A veces, los cismas son como los sustos: no se les ve venir. El último episodio de este tipo, protagonizado por una decena de monjas clarisas de los conventos de Belorado y Orduña, ha pillado por sorpresa a propios y extraños. El conflicto, al parecer, viene de lejos, aunque no lo sabíamos, y hunde sus raíces en una disputa inmobiliaria que se ha ido enredando y envenenando con el tiempo hasta terminar como el rosario de la aurora. Y tanto, porque las hermanas, tras culpar a la jerarquía eclesiástica de estorbarles la compraventa del monasterio de Orduña, han tomado la decisión drástica, inducidas -¿o no?- por terceros, de abandonar la Iglesia católica para someterse a la tutela y jurisdicción de la Pía Unión Sancti Pauli Apostoli, simulacro de iglesia preconciliar, de cuño personalísimo, organizada en torno a un personaje que se proclama obispo sin serlo.
No deja de ser curioso, o chocante, que las clarisas de Belorado, y las de Orduña, hayan recorrido en su empeño rupturista el camino inverso al que anduvo en su día San Francisco, santo de cabecera de la orden desde que santa Clara siguiera su ejemplo. Mientras San Francisco viajó a Roma, entonces un villorrio sin acentos renacentistas ni galanuras barrocas, para buscar que el Papa Inocencio III aprobase su regla de vida mendicante, nuestras monjas clarisas, ocho siglos y pico después, se olvidan de aquel empeño y vuelven sus pasos sobre los del santo con el propósito expreso de romper la comunión con la Iglesia católica, apostólica y romana. Ni reglas ni arreglos.
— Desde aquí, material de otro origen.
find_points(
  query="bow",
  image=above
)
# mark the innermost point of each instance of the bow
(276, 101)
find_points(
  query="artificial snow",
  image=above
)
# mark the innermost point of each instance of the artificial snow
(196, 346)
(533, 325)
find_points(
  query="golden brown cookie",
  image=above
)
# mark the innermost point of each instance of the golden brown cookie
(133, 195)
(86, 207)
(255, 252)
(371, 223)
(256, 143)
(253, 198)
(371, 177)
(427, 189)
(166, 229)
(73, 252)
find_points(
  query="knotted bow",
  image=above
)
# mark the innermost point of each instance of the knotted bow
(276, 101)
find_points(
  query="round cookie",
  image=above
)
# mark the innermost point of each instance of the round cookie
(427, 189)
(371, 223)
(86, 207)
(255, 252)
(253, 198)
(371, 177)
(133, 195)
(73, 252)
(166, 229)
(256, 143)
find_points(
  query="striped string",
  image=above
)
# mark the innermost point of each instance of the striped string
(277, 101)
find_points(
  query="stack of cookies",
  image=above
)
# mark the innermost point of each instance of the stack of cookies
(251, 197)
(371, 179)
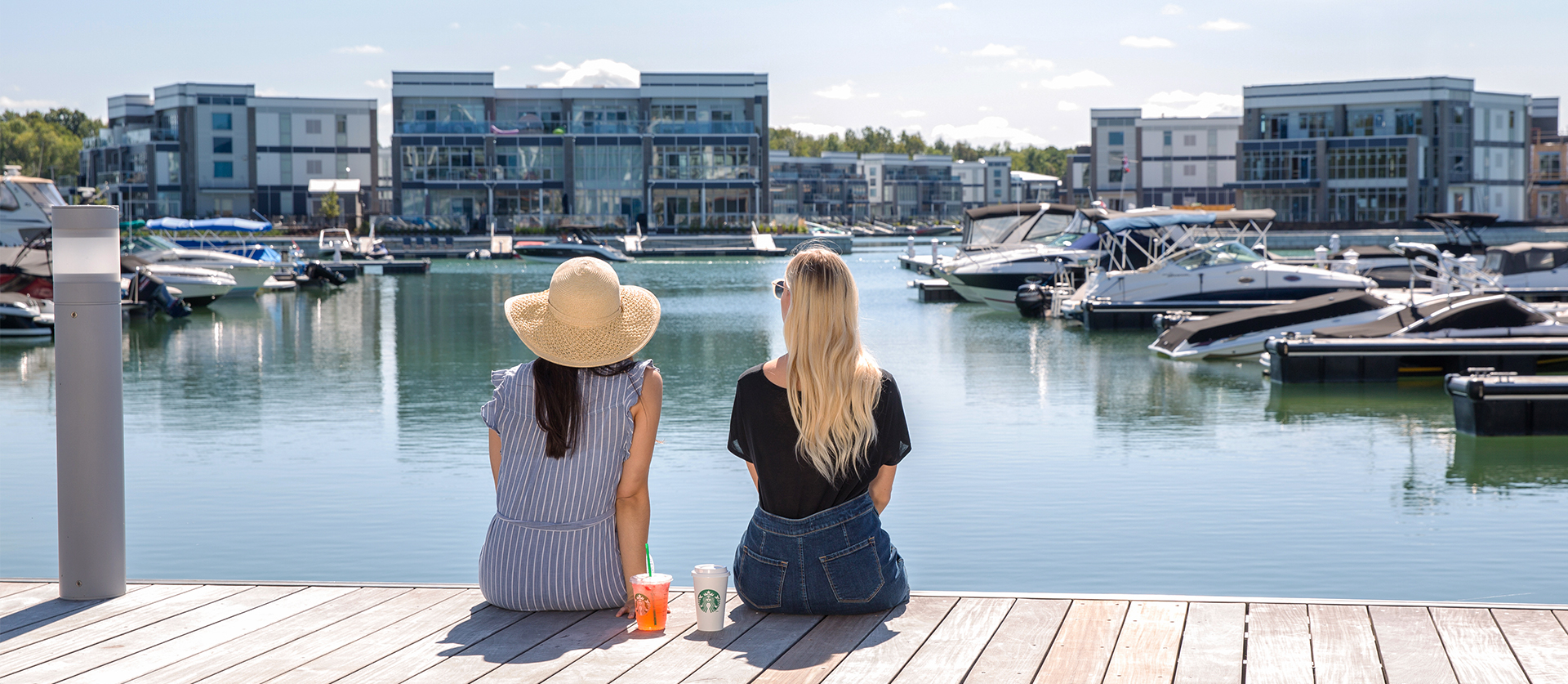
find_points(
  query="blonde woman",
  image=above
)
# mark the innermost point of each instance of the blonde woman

En este camino tortuoso del cisma se atisban, además, según dije al principio, intereses -o preocupaciones económicas, si se prefiere- que ponen en solfa aquel espíritu de pobreza que anhelaban tanto San Francisco como Santa Clara. No quiero imaginar que hubieran pensado ellos de las disputas de las hermanas en torno a asuntos tan mundanos como la propiedad de algunos bienes raíces. Probablemente hubiesen sufrido un soponcio, o una apoplejía, o un jamacuco, o un parraque por el estilo. Ha llovido mucho desde que il Poverello d’Assisi, fundase su orden en la porziuncola sobre una iglesita de reducidísimas dimensiones y arquitectura más que humilde. Un poquitín menos desde que Santa Clara se recluyera en San Damiano, convento prestado que distaba mucho, pero mucho mucho, de resultar medianamente confortable. A ninguno de los dos les hizo falta declarar patrimonio para ganarse un sitio a la diestra del Padre; ambos murieron pobres, magros y en olor de santidad. Pero, en los tiempos que corren, ya no estilan aquellas alegrías medievales de la pobreza sin paliativos, con noches sobre jergón de paja, que allanaban el camino del Cielo.